Posted On November 02, 2015 by Daniel Koewler

We previously discussed one of the most common misconceptions held by people who were arrested for driving while impaired - the future client who calls our office and feels obligated to keep reminding us that they "know" that they are "technically guilty of DWI" but . . . but . . . but. We debunked the myth of "technically guilty" drivers in that prior blog, and today we're going to talk about the other common misconception, namely, that the only way to "beat" a DWI is by taking advantage of some once-in-a-lifetime "technicality."

I shudder whenever a future client talks about "technicalities" because it shows a serious misunderstanding of what our constitutional rights really stand for. When someone says, "I want to know if it is possible to get off on a technicality" I secretly cringe, before trying to explain that what they meant to say is "did the government do its duty to uphold my constitutional rights?"

That's not just mincing words - it's the cornerstone of our free, democratic society. Now, there are always scientific challenges to raise in DWI cases (the validity, accuracy, and reliability of the breath test, for example) and there are also specific challenges to the facts of many cases (would a jury agree that the person in actual physical control of the vehicle, or that the field sobriety tests were properly conducted) but many of the best defenses are constitutional challenges ("technicalities" that are anything but).

The Constitution affects DWI investigations more so than almost any other crime. You've got the initial seizure of the individual, which implicates the Fourth Amendment. The Fifth Amendment right to remain silent comes into play regularly (and often earlier in the encounter than most people think). You've got a constitutional right to counsel before you even submit to a blood, breath, or urine test, and a due process right to obtain an independent test afterwards. The test itself is a search protected by the Fourth Amendment warrant clause (a hotly contested topic to this day), and this is just scratching the surface of the dozens of constitutional challenges that have successfully been used to get DWI cases thrown out of court.
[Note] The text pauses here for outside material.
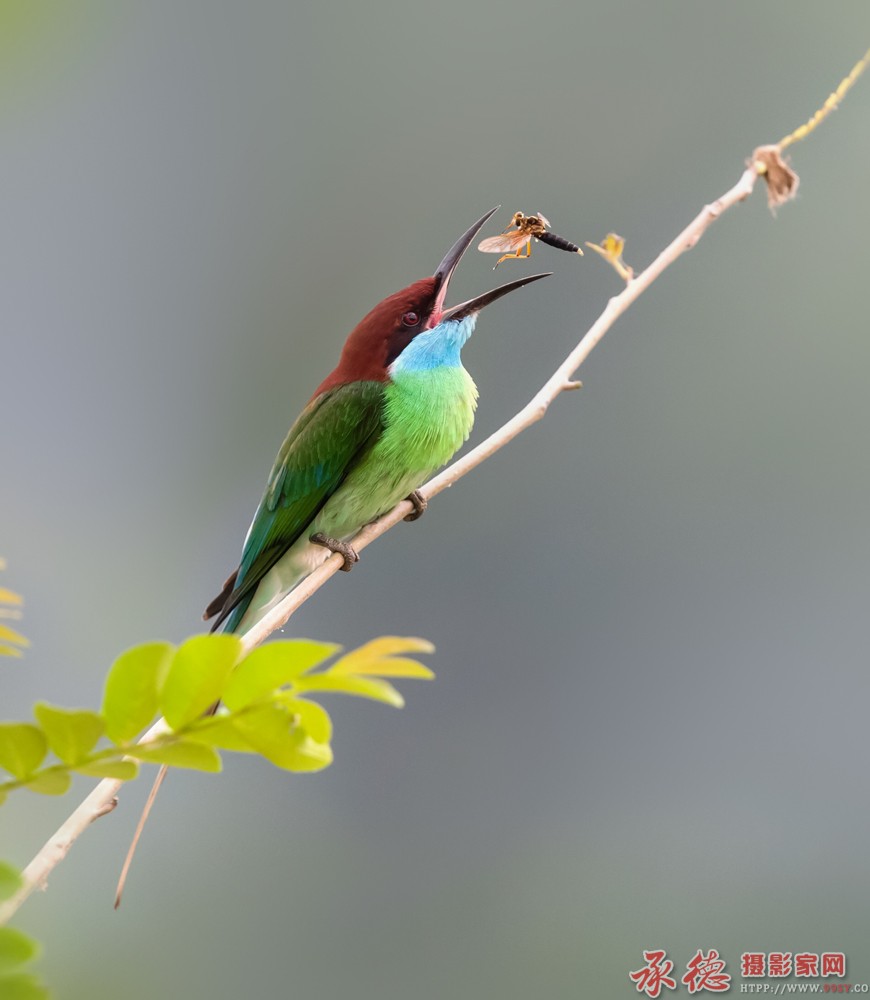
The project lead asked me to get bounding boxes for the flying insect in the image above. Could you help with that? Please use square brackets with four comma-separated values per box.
[477, 212, 583, 270]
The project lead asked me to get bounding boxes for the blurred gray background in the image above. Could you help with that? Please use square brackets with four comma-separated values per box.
[0, 0, 870, 1000]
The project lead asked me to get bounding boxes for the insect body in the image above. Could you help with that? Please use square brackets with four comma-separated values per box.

When a law enforcement agent stops a driver without a reasonable suspicion of criminal activity, throwing out the case isn't due to a "technicality," it's a duty - our judges have a duty to protect the public from overzealous law enforcement agents - even if the driver was unequivocally intoxicated. When the government crime lab uses a fleet of breath test instruments that are unscientifically calibrated, improperly maintained, and are used to report grossly inaccurate and misleading results, suppressing those test results on Due Process grounds is not a "technicality," it's nothing more (or less) than a judge doing his or her duty to act as constitutional gatekeepers, each responsible for screening out blatantly unfair evidence.
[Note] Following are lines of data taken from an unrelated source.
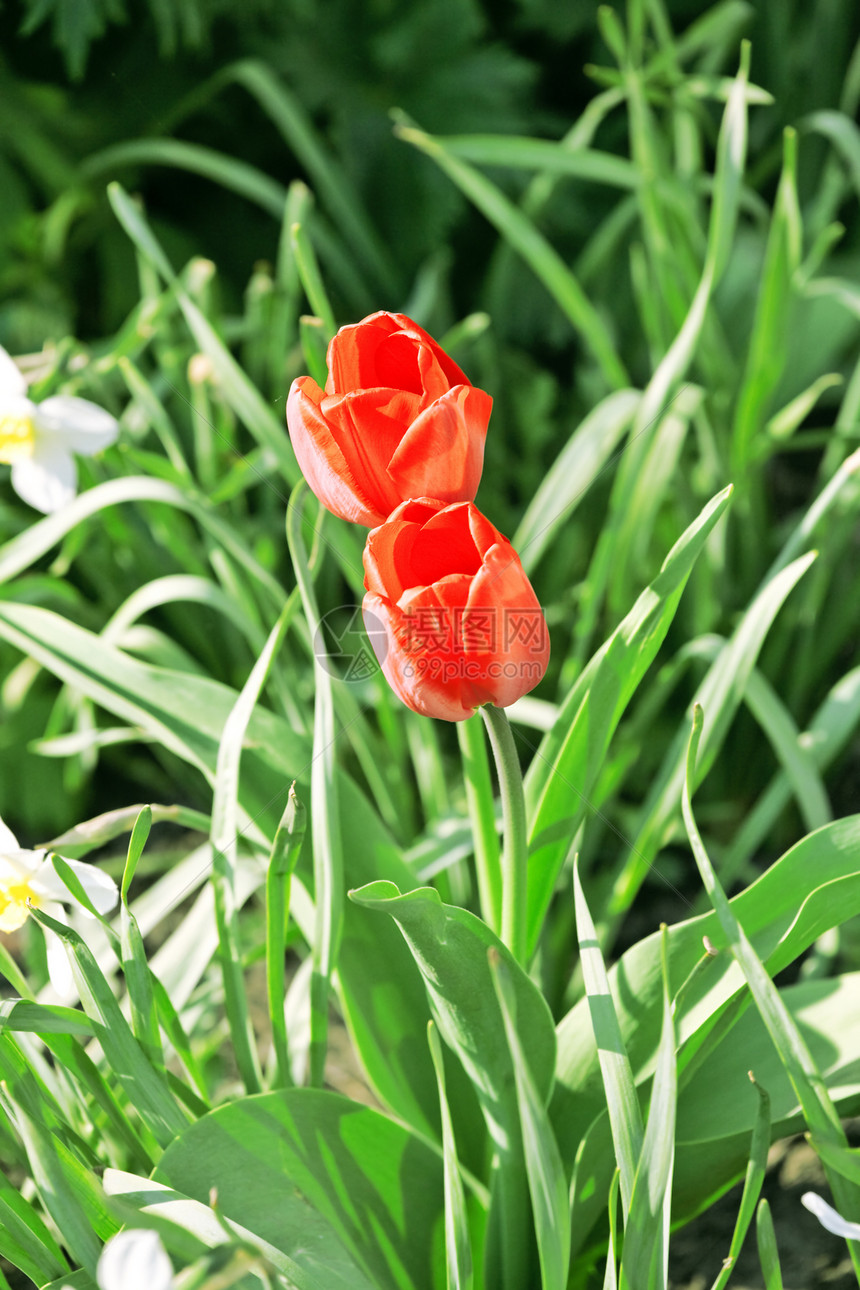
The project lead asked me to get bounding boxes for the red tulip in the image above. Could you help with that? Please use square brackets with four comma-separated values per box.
[364, 498, 549, 721]
[286, 312, 493, 526]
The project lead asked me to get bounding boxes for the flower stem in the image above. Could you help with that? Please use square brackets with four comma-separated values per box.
[481, 703, 529, 962]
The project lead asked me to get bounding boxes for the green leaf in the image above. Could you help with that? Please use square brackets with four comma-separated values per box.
[32, 909, 187, 1146]
[574, 862, 645, 1215]
[610, 551, 816, 917]
[286, 482, 344, 1087]
[349, 881, 556, 1121]
[266, 783, 307, 1086]
[0, 1174, 66, 1285]
[0, 1084, 117, 1275]
[526, 489, 731, 949]
[437, 134, 640, 190]
[0, 603, 456, 1167]
[559, 817, 860, 1242]
[682, 706, 860, 1275]
[349, 881, 556, 1290]
[107, 183, 299, 484]
[155, 1089, 445, 1290]
[732, 128, 802, 477]
[710, 1071, 771, 1290]
[81, 138, 286, 219]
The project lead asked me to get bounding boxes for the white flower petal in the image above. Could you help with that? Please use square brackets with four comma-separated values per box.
[12, 439, 77, 515]
[801, 1192, 860, 1241]
[34, 855, 117, 913]
[0, 819, 18, 855]
[95, 1228, 173, 1290]
[0, 344, 27, 399]
[36, 395, 120, 457]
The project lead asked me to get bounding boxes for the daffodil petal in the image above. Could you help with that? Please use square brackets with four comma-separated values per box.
[12, 439, 77, 515]
[0, 344, 27, 399]
[36, 395, 120, 457]
[34, 857, 117, 913]
[95, 1228, 173, 1290]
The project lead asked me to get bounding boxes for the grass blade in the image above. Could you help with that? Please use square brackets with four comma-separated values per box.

The "technicalities" of DWI defense don't arise once in a blue moon - they arise in almost every single case. It's probably once or twice a year that we come across a case where there is no way to raise a constitutional challenge to some aspect of a DWI case; 99% of the time, those challenges are plain to see, aching to be litigated, and able to be won.
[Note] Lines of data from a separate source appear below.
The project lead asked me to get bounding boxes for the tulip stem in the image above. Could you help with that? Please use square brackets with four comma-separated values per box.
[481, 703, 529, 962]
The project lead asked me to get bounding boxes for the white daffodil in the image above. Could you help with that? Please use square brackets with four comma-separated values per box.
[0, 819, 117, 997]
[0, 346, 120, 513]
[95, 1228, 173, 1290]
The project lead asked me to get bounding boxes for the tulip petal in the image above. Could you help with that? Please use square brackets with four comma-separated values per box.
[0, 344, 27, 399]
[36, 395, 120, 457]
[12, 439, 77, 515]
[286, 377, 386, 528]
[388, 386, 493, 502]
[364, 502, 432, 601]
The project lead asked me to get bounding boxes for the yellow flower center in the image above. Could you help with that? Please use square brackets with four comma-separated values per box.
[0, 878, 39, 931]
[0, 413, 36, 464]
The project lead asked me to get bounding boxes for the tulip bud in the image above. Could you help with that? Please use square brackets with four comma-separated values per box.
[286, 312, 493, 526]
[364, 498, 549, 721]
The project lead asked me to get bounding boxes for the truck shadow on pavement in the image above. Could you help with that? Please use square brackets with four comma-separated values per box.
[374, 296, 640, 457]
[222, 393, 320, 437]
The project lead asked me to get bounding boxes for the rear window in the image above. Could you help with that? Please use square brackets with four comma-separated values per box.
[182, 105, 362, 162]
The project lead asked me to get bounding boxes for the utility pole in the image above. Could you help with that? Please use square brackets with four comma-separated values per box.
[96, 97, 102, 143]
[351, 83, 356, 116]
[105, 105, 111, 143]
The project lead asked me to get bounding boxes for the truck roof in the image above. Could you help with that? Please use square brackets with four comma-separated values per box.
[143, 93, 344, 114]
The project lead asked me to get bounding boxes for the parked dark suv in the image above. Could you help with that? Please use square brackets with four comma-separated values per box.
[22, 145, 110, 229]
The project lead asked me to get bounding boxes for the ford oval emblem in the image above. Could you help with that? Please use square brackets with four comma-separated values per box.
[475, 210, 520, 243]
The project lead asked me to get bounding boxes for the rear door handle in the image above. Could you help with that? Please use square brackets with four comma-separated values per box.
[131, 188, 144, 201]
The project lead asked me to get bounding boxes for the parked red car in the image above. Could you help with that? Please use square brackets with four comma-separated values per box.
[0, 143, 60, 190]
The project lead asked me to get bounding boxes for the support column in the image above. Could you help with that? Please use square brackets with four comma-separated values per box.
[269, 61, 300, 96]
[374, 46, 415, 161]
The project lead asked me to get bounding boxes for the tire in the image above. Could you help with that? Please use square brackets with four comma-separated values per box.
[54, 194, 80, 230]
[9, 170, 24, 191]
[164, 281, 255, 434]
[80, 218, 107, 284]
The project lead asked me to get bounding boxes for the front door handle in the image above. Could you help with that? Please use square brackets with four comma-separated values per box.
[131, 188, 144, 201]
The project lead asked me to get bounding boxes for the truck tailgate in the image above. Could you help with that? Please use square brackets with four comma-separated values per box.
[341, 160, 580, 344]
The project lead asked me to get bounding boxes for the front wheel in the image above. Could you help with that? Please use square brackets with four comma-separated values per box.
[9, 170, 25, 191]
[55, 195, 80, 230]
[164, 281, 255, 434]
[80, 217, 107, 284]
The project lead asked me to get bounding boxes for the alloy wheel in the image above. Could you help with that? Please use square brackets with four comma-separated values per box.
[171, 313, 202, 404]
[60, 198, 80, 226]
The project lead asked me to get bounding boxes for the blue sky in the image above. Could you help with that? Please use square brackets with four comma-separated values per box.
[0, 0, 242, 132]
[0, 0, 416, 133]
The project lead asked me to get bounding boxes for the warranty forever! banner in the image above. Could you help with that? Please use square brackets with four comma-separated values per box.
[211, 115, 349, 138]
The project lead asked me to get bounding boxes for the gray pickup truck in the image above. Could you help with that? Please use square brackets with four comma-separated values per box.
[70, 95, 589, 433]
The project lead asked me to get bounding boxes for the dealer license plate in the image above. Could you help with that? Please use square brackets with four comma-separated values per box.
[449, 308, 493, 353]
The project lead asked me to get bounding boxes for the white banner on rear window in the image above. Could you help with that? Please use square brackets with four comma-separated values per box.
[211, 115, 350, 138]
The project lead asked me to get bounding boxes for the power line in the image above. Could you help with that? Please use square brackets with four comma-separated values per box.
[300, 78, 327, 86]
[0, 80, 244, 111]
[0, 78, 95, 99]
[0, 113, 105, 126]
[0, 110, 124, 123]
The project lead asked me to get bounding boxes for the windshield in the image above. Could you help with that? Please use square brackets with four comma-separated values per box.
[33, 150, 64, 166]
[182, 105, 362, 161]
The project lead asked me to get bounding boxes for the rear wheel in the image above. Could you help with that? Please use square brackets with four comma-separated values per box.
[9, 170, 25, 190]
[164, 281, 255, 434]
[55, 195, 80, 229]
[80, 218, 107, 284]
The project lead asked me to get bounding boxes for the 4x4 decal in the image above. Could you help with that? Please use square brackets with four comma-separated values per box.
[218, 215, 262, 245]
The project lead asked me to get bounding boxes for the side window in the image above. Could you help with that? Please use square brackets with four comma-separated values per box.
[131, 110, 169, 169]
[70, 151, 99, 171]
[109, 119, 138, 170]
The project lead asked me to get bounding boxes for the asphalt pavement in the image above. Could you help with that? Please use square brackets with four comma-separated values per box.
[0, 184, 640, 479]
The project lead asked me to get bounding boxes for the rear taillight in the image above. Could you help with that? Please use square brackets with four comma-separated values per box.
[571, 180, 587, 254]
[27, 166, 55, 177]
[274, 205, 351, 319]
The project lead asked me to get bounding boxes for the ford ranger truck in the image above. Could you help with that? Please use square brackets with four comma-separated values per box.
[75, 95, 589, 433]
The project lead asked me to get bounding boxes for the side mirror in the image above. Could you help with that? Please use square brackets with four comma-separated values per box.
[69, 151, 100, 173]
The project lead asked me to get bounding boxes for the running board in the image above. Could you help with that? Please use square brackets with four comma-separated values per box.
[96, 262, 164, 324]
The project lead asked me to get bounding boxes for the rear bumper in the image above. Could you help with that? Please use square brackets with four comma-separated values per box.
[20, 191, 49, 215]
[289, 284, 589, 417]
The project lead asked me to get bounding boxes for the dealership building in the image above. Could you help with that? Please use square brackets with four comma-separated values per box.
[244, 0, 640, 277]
You are not "technically" guilty of DWI unless you plead guilty or lose your case at trial; and your attorney's job is to zealously attack every constitutional violation in your case to suppress illegally obtained evidence. That's not "winning on a technicality" that's just the benefit of living in a free, democratic society.

Hundreds of thousands of soldiers have died overseas defending our constitutional freedoms, and it would be absurd to fight with any less conviction when those freedoms are in need of defense at home.